Occasionally a big name such as Keith Richards of the Rolling Stones will hold a private party at the Whisky to inaugurate a new album, but most of the Whisky's glory days, for the time being at least, are behind it.

Still, Valentine, Maglieri and the old Whisky-A-Go-Go remain legendary among L.A. musicians. Len Fagan, entertainment director for the rival Coconut Teaszer club and a longtime L.A. drummer, will never forget his first night at the Whisky during its early French disco-nouveau days when the Doors were still playing a cubbyhole next door called Sneaky Pete's. Fagan, then 17 and making $10 a night at a small club down the block, was standing outside the Whisky one rainy, cold night, straining to hear Moby Grape or Janis or somebody perforning inside. Suddenly, 20 feet away, he heard Maglieri's voice bellow, "Hey, you! What's the matter? Ain't you got any money? "No." Fagan answered, scared to death. "Then get inside." Maglieri ordered.

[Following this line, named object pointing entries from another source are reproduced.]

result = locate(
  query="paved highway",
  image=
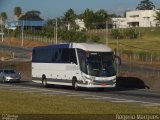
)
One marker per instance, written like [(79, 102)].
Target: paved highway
[(117, 95), (19, 52)]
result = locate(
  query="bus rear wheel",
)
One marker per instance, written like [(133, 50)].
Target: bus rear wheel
[(75, 84)]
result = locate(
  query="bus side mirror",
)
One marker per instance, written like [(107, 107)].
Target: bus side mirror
[(118, 59)]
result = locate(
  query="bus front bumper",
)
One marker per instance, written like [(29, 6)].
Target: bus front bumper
[(97, 85)]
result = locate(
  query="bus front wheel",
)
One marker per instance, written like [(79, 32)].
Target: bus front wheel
[(75, 84)]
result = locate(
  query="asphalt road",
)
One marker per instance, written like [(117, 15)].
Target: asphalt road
[(116, 95)]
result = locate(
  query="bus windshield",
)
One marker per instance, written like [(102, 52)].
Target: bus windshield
[(99, 64)]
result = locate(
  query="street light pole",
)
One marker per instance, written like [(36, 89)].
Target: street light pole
[(56, 30), (2, 29)]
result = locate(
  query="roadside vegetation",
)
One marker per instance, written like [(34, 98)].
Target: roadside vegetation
[(13, 102)]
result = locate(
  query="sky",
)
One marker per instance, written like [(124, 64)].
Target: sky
[(56, 8)]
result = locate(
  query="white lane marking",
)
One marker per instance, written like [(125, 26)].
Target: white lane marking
[(125, 101), (95, 98), (77, 94), (73, 94)]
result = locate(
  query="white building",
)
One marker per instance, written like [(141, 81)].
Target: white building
[(80, 23), (137, 18)]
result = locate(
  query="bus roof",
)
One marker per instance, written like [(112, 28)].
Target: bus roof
[(84, 46)]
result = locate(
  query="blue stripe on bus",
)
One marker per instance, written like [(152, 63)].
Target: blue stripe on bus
[(54, 46)]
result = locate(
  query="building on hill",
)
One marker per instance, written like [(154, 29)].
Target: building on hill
[(80, 24), (137, 18), (25, 24)]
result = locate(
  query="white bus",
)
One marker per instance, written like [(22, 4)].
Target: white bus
[(74, 64)]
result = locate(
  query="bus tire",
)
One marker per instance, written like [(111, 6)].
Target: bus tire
[(75, 84), (3, 80), (44, 81)]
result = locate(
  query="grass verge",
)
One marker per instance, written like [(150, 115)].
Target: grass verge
[(13, 102)]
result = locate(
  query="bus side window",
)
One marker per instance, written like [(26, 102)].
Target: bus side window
[(73, 56)]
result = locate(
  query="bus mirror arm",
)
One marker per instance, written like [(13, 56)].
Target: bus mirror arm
[(119, 59)]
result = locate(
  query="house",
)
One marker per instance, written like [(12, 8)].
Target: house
[(136, 18), (25, 24)]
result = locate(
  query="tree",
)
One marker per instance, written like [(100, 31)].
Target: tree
[(146, 5), (17, 12), (3, 16), (69, 16), (31, 15), (157, 16), (88, 17), (101, 15)]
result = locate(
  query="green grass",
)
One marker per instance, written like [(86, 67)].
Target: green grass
[(13, 102), (147, 44)]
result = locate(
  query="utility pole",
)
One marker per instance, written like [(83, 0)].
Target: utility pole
[(107, 32), (56, 30), (22, 27)]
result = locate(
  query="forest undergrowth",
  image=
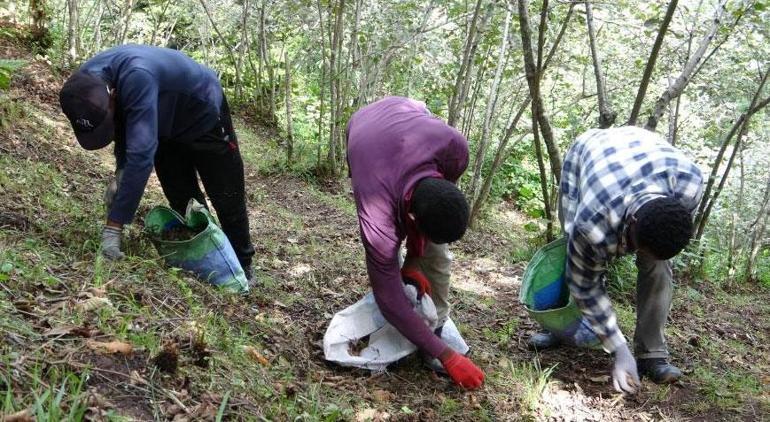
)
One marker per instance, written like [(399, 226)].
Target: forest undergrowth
[(137, 341)]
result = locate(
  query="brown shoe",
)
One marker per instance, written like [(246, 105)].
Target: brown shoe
[(658, 370)]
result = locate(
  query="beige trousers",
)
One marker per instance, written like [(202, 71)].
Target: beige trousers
[(436, 264)]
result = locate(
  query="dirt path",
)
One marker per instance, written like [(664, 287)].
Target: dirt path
[(260, 354)]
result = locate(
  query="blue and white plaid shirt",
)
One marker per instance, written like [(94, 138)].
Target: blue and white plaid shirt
[(608, 174)]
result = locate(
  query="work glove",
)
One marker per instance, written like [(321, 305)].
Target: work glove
[(416, 278), (462, 371), (111, 237), (112, 189), (625, 378)]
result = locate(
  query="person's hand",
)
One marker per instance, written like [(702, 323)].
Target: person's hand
[(415, 277), (625, 378), (111, 237), (112, 189), (461, 369)]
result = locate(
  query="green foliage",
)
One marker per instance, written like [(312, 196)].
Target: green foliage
[(7, 69)]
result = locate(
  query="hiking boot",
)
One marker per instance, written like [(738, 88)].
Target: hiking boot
[(658, 370), (542, 341)]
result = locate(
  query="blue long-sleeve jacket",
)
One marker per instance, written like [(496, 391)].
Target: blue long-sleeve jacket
[(162, 95)]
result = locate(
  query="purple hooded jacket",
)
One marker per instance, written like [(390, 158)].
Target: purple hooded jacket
[(392, 144)]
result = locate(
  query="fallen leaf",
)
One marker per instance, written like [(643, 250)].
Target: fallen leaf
[(254, 354), (111, 347), (94, 303), (382, 396), (136, 379), (371, 415), (60, 330), (20, 416)]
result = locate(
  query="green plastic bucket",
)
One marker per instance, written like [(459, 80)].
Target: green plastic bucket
[(546, 297), (208, 253)]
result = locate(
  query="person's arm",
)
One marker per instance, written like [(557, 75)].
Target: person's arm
[(138, 93), (381, 248), (585, 266)]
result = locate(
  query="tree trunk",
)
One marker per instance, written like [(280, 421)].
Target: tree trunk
[(73, 31), (289, 130), (673, 122), (700, 216), (734, 213), (543, 179), (496, 163), (470, 45), (711, 201), (651, 63), (321, 84), (490, 110), (242, 50), (502, 147), (222, 39), (126, 21), (533, 80), (606, 114), (157, 25), (39, 24), (334, 84), (684, 78), (467, 117), (759, 231)]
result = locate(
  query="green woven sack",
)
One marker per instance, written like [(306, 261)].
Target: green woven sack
[(547, 299), (207, 253)]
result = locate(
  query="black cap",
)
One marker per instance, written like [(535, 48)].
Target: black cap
[(85, 100)]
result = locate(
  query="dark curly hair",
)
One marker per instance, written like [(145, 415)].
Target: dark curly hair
[(440, 209), (663, 227)]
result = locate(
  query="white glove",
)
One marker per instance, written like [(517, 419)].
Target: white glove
[(625, 378)]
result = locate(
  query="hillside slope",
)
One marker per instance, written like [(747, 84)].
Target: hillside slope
[(197, 354)]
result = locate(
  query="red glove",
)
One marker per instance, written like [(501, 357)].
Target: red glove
[(462, 371), (416, 278)]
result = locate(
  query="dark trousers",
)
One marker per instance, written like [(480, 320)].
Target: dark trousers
[(214, 157)]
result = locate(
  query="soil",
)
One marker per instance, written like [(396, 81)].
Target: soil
[(311, 251)]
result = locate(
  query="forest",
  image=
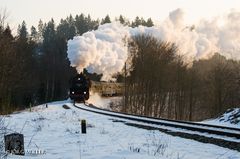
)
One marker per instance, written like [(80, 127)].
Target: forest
[(35, 69)]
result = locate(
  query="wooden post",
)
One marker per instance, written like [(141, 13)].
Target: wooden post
[(14, 144), (83, 126)]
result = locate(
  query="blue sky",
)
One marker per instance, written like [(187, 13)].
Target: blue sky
[(33, 10)]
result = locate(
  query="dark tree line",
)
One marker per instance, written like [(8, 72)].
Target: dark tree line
[(162, 85), (34, 67)]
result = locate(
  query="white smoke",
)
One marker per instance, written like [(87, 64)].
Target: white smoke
[(104, 50)]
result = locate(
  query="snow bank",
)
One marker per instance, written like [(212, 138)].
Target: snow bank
[(230, 118)]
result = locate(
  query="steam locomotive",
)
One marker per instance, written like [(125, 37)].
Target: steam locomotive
[(79, 89)]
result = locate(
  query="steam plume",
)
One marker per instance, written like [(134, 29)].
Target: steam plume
[(104, 51)]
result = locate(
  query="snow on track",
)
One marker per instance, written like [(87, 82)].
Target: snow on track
[(56, 131)]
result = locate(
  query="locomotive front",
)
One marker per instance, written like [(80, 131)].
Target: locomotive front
[(79, 90)]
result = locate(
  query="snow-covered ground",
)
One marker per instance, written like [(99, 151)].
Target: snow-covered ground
[(56, 132), (231, 118)]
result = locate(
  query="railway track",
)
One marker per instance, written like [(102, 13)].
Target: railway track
[(219, 135)]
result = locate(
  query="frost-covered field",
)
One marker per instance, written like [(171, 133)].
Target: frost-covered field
[(56, 133)]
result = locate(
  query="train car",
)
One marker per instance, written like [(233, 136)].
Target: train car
[(79, 89)]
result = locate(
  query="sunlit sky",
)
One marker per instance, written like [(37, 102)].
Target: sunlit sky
[(33, 10)]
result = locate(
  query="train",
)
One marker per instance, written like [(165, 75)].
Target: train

"It was just a beautiful thing" recalls Fagan, who eventually drummed for a Whisky house band. "Mario did all the announcing himself. He'd introduce you with, 'And now, ladies and gentlemen, four bums you've been waiting for.' But the beautiful thing was that he did it lovingly, and the next time on stage he'd say, 'Give an especially nice welcome to four great guys who have got a great future in front of them.' He was just a wonderful man."

The avuncular Maglieri counseled Whisky musicians on marriage or drug abuse, and sat them down for a proper meal when they dragged in after days on the road.

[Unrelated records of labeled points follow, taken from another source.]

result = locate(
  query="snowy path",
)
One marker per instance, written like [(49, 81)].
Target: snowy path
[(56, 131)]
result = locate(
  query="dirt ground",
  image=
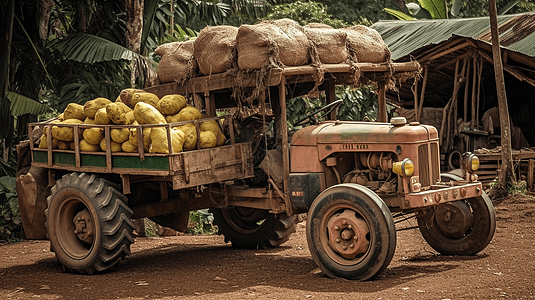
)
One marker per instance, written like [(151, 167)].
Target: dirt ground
[(204, 267)]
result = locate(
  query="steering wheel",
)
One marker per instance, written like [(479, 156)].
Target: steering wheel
[(312, 118)]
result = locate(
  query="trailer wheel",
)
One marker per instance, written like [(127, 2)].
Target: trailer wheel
[(462, 227), (253, 228), (88, 223), (350, 232)]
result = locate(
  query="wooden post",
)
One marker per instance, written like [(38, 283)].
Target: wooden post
[(531, 168), (330, 95), (507, 173), (283, 130), (381, 108), (422, 94)]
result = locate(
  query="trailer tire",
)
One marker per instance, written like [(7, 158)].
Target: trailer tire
[(473, 221), (88, 223), (253, 228), (350, 232)]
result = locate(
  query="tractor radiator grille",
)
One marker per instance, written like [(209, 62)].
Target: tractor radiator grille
[(429, 171)]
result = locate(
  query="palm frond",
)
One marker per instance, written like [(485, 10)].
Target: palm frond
[(21, 105), (87, 48)]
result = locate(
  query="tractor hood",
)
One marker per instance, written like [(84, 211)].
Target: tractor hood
[(342, 132)]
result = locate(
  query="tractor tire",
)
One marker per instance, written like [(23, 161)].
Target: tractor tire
[(88, 223), (350, 232), (253, 228), (463, 227)]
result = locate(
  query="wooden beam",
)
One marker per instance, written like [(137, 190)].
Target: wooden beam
[(381, 108)]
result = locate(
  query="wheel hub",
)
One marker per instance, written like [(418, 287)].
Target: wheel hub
[(347, 234), (454, 219), (84, 226)]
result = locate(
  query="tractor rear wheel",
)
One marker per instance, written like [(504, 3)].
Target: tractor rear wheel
[(88, 223)]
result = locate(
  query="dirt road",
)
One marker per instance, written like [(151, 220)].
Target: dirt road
[(203, 267)]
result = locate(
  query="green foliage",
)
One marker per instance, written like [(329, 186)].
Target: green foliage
[(358, 104), (438, 9), (200, 222), (10, 222), (304, 13)]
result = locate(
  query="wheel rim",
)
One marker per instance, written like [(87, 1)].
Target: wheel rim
[(345, 235), (245, 220), (75, 228), (455, 220)]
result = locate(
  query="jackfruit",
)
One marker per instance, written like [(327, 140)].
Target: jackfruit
[(115, 147), (101, 117), (119, 135), (74, 111), (85, 146), (117, 111), (147, 114), (126, 96), (171, 104), (65, 133), (91, 107), (208, 139), (129, 147), (93, 135), (148, 98)]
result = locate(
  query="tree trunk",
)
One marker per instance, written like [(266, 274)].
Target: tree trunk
[(45, 18), (134, 30), (506, 174)]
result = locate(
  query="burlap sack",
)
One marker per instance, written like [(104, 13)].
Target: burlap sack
[(293, 44), (177, 62), (366, 45), (279, 43), (215, 49), (330, 44)]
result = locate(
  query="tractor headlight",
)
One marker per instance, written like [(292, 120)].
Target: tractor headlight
[(404, 167), (470, 162)]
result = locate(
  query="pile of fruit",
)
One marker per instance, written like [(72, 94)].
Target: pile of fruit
[(134, 107)]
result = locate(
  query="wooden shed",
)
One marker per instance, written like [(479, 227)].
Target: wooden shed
[(456, 91)]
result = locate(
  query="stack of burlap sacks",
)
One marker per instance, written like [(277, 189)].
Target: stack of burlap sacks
[(281, 43)]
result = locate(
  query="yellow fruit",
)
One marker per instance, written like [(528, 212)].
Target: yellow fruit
[(146, 138), (65, 133), (89, 121), (93, 135), (126, 96), (208, 139), (115, 147), (44, 145), (129, 147), (91, 107), (171, 104), (190, 133), (117, 111), (148, 98), (74, 111), (119, 135), (177, 140), (101, 117), (85, 146), (65, 145), (147, 114), (159, 144)]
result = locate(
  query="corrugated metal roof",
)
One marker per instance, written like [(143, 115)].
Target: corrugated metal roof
[(517, 33)]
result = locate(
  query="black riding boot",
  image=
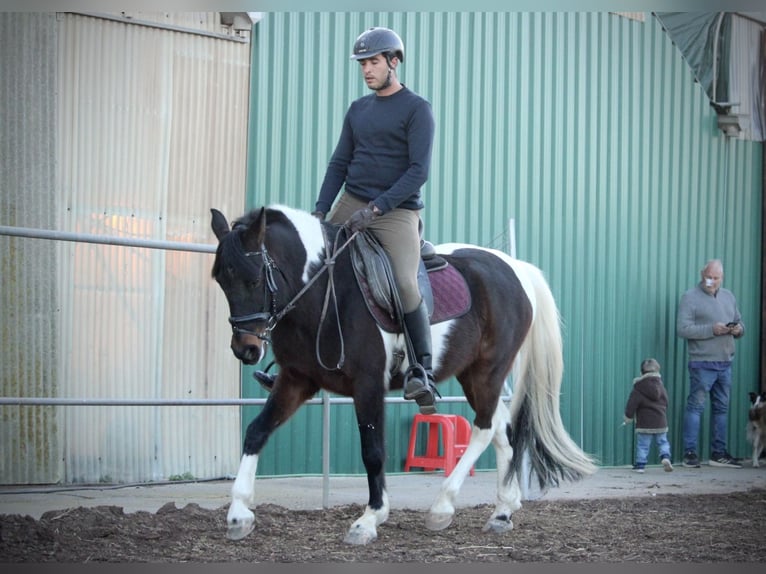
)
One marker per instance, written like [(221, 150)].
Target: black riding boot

Iron Butterfly, Led Zeppelin, Cream, Traffic, Arthur Lee and Love, the Young Rascals \ and other major bands got a boost from the Whisky, Fagan says, while celebrities like Steve McQueen would dance the night away. "Anybody who got a shot at being the house band there was instantly put in the limelight back then. The Whisky was the must-stay place."

The Whisky, Ciro's (now the Comedy Store) and the Trip (now the Playboy Building) - and maybe Bill Gazzari's - were the big showcases in those fabulously freaky days of Andy Warhol's Exploding Plastic Inevitability and the Velvet Underground, when Elvis the King himself would drive up and down the Strip tossing out $100 bills and Frank Zappa's groupie GTO's - Girls Together Outrageously - were making the club scene.

"I learned such a lot from Mario and Elmer," says Fagan, "not only how to treat artists, but how to run a club."

The Whisky today is managed by Mario Maglieri's second cousin Louie "the Lip" Maglieri. There is a big portrait of Jim Morrison behind the bar. Enshrined up on the third floor is an old off-its-hinges bathroom door that the Whisky's light man, a 30 year old guy named Relaxin' Jackson, swears on a stack of Holy Bibles is the bathroom door from the Door's old recording studio.

"Jim Morrison took a shower behind that door," Relaxin' Jackson swears solemnly.

The waitresses dress in early Madonna Tough Pop-art black toreador pants and zippered decolletage. The main room is basic black, as are most of the clothes and leather jackets on the kids who pour into the Whisky to hear groups such as Lickety Split, Screamin' Mimi, Faith No More, Breakfast w/Amy and God Sent Humans.

And if a group called Toad and the Wet Sprockets - four young rockers dressed in plaid shirts like Larry, Darryl and Darryl of the "Newhart" TV show - have to apologize that they don't know the middle part of their encore number - hey, it's okay. Like Mario says, they're good kids. They mean well.